The bereaved Shiite community, made up of mostly ethnic Hazaras, is for the second time in five weeks making a radical statement to the Pakistani government: They are refusing to bury their dead.
Read more from GlobalPost: Pakistan: Quetta bombing at busy market leaves 84 dead
"The protests of the Hazara-Shia community have gone unnoticed for so long — about a decade now — that refusing to bury the dead is a desperate last-resort act to get attention to their plight," Hazara political commentator Ahmad Shuja told GlobalPost.
"In Islam, the dead should be buried as soon as possible, but by refusing to bury them, the community is making a strong religious-cultural statement."
Shiite women began the shocking demonstration in Quetta on Feb. 17, according to the BBC, calling on the government to investigate the perpetrators of the bombings.
Shuja said that the protesters are thus "throwing the ball into the government's court, by making burial contingent on a decisive crackdown on terrorists who killed so many innocent civilians."
Quetta high school student and volunteer English teacher Zainab Yaqubi was working at a nearby school on the evening when the recent blast occurred. She described the blast to GlobalPost, which at first she mistook for an earthquake.
"Everybody was trying to rush out, but we could not because we were stuck in the classroom. When I finally came out, I saw all the windows in the school were broken," Yaqubi said.
"On my way home, I saw the dead bodies and the injured," who were screaming, Yaqubi said. "They were women and children, some as young as 10. I was crying and I felt like I was weeping blood."
Yaqubi's neighbor, a pregnant woman, had been purchasing vegetables for her family when the bomb went off. Yaqubi said the woman was severely burned and later died from her injuries, leaving behind four children and a husband.
According to figures collected by Hazara.net, 1,300 members of the minority group have been killed since 1999, and about 3,000 more have been injured.
Eight separate attacks have taken place since the start of 2013 alone, killing 205 and injuring more than 313, according to the website.

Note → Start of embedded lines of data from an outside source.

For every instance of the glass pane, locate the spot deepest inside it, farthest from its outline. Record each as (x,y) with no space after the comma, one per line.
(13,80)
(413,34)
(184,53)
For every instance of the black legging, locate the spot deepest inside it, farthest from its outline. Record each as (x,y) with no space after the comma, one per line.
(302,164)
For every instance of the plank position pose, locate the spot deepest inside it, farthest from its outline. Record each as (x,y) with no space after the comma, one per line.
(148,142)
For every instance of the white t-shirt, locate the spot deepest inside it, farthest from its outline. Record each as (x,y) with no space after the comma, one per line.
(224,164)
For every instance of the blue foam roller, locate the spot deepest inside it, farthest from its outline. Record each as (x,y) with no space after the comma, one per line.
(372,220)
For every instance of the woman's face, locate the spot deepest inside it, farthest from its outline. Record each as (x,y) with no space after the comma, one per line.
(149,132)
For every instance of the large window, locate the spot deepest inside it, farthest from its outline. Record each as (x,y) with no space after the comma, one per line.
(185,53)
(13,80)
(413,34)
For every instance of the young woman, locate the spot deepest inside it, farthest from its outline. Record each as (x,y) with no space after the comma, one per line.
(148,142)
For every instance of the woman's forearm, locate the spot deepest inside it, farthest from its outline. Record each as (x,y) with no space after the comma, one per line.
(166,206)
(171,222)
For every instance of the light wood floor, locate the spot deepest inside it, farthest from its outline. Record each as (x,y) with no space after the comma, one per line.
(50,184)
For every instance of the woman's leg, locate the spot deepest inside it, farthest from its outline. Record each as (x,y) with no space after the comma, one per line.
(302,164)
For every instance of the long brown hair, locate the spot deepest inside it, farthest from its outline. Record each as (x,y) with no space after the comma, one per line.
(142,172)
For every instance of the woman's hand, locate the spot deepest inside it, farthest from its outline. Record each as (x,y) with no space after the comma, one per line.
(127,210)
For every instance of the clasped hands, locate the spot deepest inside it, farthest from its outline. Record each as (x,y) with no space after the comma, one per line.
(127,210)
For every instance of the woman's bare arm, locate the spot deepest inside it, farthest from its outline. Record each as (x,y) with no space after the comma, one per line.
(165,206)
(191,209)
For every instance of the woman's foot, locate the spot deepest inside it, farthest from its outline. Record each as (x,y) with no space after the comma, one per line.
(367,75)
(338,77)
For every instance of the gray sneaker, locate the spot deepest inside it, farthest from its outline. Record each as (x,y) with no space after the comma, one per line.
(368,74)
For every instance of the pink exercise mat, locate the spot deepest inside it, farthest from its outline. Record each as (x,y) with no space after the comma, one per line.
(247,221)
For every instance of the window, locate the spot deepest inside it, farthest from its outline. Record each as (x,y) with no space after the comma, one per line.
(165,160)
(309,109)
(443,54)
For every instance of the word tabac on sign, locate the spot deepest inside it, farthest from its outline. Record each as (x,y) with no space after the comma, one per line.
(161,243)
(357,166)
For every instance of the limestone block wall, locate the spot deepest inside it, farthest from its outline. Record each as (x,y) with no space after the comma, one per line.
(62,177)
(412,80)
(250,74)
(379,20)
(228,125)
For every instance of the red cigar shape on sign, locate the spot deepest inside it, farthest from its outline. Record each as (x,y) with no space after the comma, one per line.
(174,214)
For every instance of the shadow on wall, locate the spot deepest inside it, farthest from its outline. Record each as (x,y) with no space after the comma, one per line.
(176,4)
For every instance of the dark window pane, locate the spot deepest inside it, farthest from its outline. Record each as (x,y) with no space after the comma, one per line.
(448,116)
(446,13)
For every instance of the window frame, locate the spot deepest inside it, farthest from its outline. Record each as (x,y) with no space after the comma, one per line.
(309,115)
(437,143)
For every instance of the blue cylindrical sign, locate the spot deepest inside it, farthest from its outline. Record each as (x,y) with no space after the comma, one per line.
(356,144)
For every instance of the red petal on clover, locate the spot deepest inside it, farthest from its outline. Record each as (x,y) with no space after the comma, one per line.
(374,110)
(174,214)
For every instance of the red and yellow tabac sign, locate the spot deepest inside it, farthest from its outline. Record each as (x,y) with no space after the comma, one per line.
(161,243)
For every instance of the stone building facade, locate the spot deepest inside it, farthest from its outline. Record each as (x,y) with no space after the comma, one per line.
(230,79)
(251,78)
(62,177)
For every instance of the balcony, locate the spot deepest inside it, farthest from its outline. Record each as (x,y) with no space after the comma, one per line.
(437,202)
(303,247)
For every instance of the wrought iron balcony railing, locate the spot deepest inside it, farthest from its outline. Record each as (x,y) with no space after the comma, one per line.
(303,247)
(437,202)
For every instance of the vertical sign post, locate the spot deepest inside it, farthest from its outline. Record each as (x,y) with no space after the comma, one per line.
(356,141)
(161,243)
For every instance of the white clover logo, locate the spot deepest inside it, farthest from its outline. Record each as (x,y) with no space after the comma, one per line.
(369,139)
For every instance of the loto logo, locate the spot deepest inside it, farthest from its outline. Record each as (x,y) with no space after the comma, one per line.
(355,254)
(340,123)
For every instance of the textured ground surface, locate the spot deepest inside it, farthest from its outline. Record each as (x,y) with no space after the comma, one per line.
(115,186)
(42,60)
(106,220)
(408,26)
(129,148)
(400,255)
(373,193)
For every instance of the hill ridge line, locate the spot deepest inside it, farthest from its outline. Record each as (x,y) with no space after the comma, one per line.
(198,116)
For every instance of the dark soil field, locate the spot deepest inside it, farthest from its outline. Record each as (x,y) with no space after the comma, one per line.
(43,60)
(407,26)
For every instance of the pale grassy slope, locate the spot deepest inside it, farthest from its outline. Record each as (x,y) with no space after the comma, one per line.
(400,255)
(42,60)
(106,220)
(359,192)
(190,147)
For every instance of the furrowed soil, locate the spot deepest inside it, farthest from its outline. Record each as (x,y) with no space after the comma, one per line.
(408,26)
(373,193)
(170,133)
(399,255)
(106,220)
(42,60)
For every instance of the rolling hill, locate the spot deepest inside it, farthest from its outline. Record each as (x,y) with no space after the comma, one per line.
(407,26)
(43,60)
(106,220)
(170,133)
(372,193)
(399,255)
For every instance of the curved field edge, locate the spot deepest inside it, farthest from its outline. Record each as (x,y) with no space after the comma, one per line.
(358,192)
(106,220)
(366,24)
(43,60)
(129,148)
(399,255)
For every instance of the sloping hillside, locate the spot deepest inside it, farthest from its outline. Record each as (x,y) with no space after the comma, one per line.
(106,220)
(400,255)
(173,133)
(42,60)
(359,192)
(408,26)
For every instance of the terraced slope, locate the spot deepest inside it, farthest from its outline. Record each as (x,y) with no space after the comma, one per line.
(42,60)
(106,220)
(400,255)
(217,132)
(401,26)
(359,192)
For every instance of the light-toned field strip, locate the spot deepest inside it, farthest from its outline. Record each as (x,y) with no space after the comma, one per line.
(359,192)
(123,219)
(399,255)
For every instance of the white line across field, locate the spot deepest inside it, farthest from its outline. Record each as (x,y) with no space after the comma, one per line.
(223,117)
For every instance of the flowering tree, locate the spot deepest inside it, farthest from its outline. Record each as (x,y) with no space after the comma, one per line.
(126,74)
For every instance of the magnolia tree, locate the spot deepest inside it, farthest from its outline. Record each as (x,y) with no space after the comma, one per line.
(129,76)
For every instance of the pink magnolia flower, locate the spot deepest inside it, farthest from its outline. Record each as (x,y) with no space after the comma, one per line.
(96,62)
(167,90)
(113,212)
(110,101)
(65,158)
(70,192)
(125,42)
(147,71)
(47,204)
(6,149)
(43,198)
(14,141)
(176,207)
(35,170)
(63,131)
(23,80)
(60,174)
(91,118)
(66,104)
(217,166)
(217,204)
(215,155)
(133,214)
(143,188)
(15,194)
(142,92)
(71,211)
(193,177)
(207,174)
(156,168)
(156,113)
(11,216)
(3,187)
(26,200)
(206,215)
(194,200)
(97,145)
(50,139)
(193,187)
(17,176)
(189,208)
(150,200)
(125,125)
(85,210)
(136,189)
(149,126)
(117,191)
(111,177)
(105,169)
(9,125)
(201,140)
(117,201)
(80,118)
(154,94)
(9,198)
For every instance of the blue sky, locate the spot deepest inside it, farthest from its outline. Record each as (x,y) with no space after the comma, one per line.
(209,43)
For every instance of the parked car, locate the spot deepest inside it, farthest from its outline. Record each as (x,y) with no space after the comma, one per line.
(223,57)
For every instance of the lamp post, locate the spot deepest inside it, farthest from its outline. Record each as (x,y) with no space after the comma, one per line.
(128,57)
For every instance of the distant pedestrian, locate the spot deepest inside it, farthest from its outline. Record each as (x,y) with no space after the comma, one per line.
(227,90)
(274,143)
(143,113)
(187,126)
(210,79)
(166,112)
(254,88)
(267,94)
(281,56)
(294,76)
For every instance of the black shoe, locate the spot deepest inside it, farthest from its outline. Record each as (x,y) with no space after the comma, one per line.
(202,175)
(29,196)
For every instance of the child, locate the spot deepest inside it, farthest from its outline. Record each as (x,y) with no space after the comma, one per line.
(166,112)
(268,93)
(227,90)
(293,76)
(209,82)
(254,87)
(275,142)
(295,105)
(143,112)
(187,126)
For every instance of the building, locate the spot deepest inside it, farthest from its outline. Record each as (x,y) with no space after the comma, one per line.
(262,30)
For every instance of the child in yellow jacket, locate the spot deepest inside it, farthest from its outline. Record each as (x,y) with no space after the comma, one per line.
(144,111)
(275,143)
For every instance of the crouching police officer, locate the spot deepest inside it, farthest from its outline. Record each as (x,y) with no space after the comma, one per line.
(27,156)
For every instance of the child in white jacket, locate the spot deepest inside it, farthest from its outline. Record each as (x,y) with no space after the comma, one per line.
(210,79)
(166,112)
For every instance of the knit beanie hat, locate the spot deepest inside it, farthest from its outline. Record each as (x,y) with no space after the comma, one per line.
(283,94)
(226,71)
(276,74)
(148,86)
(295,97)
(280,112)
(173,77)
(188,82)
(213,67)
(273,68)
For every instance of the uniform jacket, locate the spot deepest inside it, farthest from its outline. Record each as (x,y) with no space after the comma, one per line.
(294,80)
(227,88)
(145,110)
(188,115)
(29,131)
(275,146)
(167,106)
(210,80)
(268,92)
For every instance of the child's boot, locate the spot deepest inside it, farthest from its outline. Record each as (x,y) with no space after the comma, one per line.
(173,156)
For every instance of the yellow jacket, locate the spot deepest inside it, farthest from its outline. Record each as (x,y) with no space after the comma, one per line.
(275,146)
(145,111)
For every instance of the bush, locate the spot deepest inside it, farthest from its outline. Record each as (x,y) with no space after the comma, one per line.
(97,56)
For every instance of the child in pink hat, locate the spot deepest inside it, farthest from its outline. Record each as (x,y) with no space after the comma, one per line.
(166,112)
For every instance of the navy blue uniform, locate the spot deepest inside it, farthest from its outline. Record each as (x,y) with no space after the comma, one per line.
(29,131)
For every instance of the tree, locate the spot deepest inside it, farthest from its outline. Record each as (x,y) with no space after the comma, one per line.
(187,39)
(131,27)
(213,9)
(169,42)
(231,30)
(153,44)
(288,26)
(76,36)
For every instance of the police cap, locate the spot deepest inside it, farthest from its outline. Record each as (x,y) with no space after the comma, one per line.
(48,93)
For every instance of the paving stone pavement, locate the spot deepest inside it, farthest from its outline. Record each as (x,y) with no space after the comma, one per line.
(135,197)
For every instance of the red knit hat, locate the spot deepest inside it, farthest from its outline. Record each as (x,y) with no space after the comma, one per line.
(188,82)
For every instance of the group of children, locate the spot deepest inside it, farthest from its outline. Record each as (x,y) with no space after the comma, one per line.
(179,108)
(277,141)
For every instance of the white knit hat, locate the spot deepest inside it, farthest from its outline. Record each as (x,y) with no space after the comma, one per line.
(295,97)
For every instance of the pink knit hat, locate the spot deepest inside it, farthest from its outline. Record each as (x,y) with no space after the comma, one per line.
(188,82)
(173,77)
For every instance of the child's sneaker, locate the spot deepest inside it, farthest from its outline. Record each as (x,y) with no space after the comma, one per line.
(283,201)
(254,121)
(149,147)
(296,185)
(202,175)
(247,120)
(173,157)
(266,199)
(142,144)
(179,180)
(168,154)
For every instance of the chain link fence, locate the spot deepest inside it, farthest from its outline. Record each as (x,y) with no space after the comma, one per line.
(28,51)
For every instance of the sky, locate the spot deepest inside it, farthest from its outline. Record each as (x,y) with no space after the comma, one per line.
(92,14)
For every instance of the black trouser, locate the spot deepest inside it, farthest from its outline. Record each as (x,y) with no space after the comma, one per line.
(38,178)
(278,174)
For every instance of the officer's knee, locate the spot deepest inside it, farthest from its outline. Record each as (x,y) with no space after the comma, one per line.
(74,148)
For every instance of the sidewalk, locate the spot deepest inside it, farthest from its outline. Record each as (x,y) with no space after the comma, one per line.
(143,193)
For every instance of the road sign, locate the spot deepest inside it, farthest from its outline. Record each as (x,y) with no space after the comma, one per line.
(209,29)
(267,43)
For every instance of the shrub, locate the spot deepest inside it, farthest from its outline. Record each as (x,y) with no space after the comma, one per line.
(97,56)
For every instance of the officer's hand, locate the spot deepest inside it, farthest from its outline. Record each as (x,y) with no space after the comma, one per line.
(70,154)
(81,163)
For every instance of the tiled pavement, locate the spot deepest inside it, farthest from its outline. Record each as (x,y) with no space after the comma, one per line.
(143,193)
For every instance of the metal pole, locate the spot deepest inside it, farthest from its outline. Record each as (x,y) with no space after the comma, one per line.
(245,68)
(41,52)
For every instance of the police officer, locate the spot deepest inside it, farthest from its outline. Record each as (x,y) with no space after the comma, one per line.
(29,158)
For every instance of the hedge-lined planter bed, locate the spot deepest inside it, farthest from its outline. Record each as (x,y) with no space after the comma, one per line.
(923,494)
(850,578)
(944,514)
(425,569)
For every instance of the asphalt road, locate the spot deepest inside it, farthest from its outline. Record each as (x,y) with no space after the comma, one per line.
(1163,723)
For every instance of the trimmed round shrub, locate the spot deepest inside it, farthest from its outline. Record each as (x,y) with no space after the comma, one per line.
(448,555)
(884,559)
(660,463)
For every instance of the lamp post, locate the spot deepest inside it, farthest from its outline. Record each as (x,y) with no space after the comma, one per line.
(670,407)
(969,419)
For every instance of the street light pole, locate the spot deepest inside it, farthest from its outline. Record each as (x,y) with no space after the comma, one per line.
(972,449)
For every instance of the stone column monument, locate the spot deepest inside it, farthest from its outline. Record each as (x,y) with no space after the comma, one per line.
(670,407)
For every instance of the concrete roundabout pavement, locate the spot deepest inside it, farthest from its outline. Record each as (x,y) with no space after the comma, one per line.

On Jan. 10, a bombing at a pool hall in the Hazara portion of Quetta killed 104 people — after which the Hazaras also refused to bury their dead for days.
Read more from GlobalPost: Irfan Ali, Pakistani rights activist, killed in Quetta bombings
Rights groups have also criticized the government's hands-off attitude toward the violence.
"The government needs to show some backbone and act urgently to protect vulnerable communities such as the Hazara, or risk appearing indifferent or even complicit in the mass killing of its own citizens," Human Rights Watch Pakistan Director Ali Dayan Hasan said in a recent statement.
“The terrorist attack on the Hazara Shia community in Quetta is a failure of the intelligence and security forces,” Nawab Zulfiqar Ali Magsi, governor of Balochistan province, said during a recent television appearance.
Magsi later told Geo News that intelligence forces were either "too scared or too clueless" to protect Shiites from violence — an opinion backed up by numerous pro-Hazara supporters.
"The Pakistani Government and the powerful military-intelligence are, in a way, in complicity in this genocide-in-making by turning blind eye and deaf ear to the killings," wrote Afghan journalist Abbas Daiyar.
"Quetta is a small city with a huge military garrison and heavy presence of Inter-Services Intelligence (ISI) and Military Intelligence (MI)," he said. "How come the small group of LeJ (Laskhar-e-Jhangvi) terrorists operates with impunity?"